Overall for the homology model, 14 compounds were docked and the predicted stereochemistry was compared to the literature values. Using the lowest energy geometries that are also capable of undergoing reaction, 5 were incorrectly predicted. The correlation between enantiomeric excess and energy difference seen in the model is 0.01, and there is a correlation between the lowest energy conformation and major enantiomer seen experimentally; the correlation values is 0.45. This is about twice the failure rate of the model based on the crystal structure of SSCR and is an indication that the homology model is not as reliable as using a known structure. As a result, the determination of the crystal structure of YOL151w would be a significant advancement for modeling this highly promiscuous and synthetically useful enzyme.

4. Conclusion

Two KRED computational models were developed and used to predict the enzyme (SSCR and YOL151w) stereoselectivity for a variety of substrates. For SSCR the crystal structure (PDB ID: 1Y1P) was used to develop the model used in the docking studies. This model proved adequate for predicting the stereochemistry of docked substrates, especially for nonhalogen containing substrates. While predicting the major enantiomer was generally successful, the model could not predict the enantiomeric excess.

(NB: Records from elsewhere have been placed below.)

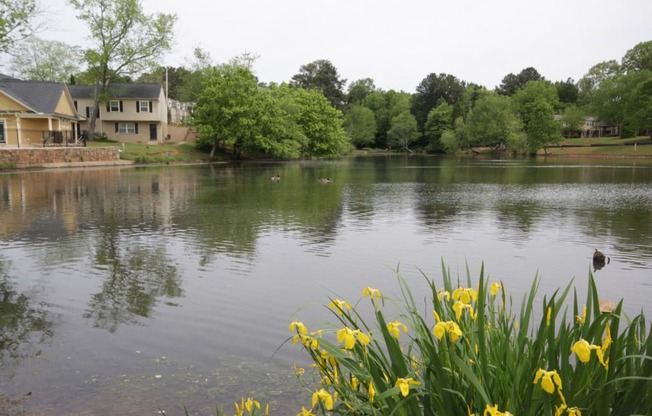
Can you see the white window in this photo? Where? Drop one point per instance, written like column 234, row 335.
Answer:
column 127, row 128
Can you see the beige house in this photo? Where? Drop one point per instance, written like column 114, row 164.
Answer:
column 34, row 113
column 131, row 113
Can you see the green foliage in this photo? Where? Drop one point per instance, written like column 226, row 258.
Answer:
column 360, row 125
column 470, row 352
column 535, row 105
column 512, row 83
column 434, row 90
column 572, row 121
column 493, row 121
column 359, row 90
column 16, row 18
column 323, row 76
column 439, row 120
column 639, row 58
column 403, row 131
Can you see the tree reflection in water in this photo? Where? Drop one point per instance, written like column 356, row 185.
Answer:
column 138, row 276
column 24, row 324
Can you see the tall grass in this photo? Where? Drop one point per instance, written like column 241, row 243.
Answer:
column 467, row 351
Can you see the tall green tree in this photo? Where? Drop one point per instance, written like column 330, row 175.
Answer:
column 493, row 121
column 234, row 111
column 639, row 58
column 403, row 131
column 567, row 91
column 434, row 90
column 536, row 105
column 439, row 120
column 360, row 125
column 17, row 22
column 39, row 59
column 572, row 121
column 512, row 83
column 126, row 41
column 594, row 78
column 323, row 76
column 359, row 90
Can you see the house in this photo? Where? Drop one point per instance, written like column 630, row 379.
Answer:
column 180, row 111
column 131, row 113
column 36, row 113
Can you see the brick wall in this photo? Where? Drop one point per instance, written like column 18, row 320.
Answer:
column 33, row 157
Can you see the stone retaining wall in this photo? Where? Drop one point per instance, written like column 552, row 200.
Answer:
column 34, row 157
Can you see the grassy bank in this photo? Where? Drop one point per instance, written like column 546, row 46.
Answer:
column 160, row 153
column 603, row 147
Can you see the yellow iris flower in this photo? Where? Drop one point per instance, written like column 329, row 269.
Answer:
column 324, row 398
column 495, row 287
column 548, row 380
column 305, row 412
column 347, row 336
column 395, row 328
column 404, row 385
column 371, row 293
column 449, row 327
column 493, row 411
column 465, row 294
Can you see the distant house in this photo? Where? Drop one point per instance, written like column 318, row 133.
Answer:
column 36, row 113
column 131, row 113
column 180, row 111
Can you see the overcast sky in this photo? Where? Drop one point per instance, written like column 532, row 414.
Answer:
column 397, row 43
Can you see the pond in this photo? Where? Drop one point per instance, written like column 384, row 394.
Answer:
column 136, row 290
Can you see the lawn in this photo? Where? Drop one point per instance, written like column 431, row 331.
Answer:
column 158, row 153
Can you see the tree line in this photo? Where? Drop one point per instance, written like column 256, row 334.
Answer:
column 312, row 114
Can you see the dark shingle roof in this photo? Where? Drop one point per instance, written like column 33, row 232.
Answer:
column 39, row 96
column 127, row 91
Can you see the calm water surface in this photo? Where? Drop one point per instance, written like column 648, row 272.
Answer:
column 129, row 290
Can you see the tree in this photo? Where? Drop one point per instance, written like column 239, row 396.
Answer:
column 594, row 78
column 16, row 22
column 359, row 90
column 403, row 131
column 232, row 109
column 535, row 105
column 493, row 121
column 638, row 58
column 572, row 121
column 38, row 59
column 434, row 90
column 322, row 75
column 360, row 125
column 511, row 83
column 126, row 41
column 567, row 91
column 439, row 120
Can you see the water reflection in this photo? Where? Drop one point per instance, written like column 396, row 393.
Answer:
column 25, row 323
column 204, row 264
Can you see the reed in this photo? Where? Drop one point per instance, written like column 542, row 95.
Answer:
column 472, row 353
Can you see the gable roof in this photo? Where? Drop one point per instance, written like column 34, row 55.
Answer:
column 124, row 91
column 37, row 96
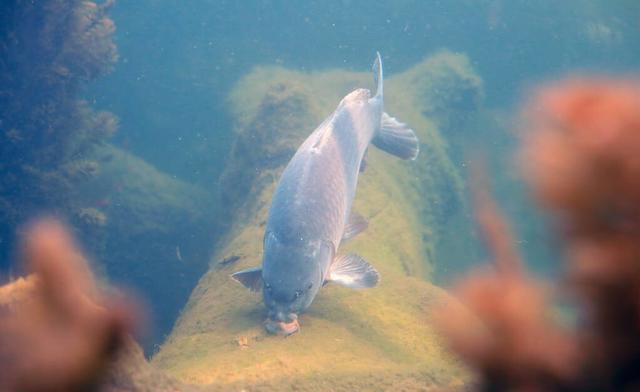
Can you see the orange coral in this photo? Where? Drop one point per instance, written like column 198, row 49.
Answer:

The second model was a homology model for YOL151w that was based on the crystal structure of the related enzyme (SSCR, 1Y1P). This model was less successful at predicting the stereochemistry resulting from the reduction of carbonyl groups in the enzyme. This is not surprising as building the homology model adds another opportunity for deviations between reality and the model to occur. We plan to build the model for YOL151w from the X-ray structure when it becomes available (attempts are currently being made to obtain the structure).

Conflict of Interests

The authors declare that there is no conflict of interests regarding the publication of this paper.

Acknowledgments

This work was supported by NSF-RUI Grant CHE-0848708 from the Organic and Macromolecular Chemistry Program. Any opinions, findings, and conclusions or recommendations expressed in this material are those of the authors’ and do not necessarily reflect the views of the National Science Foundation.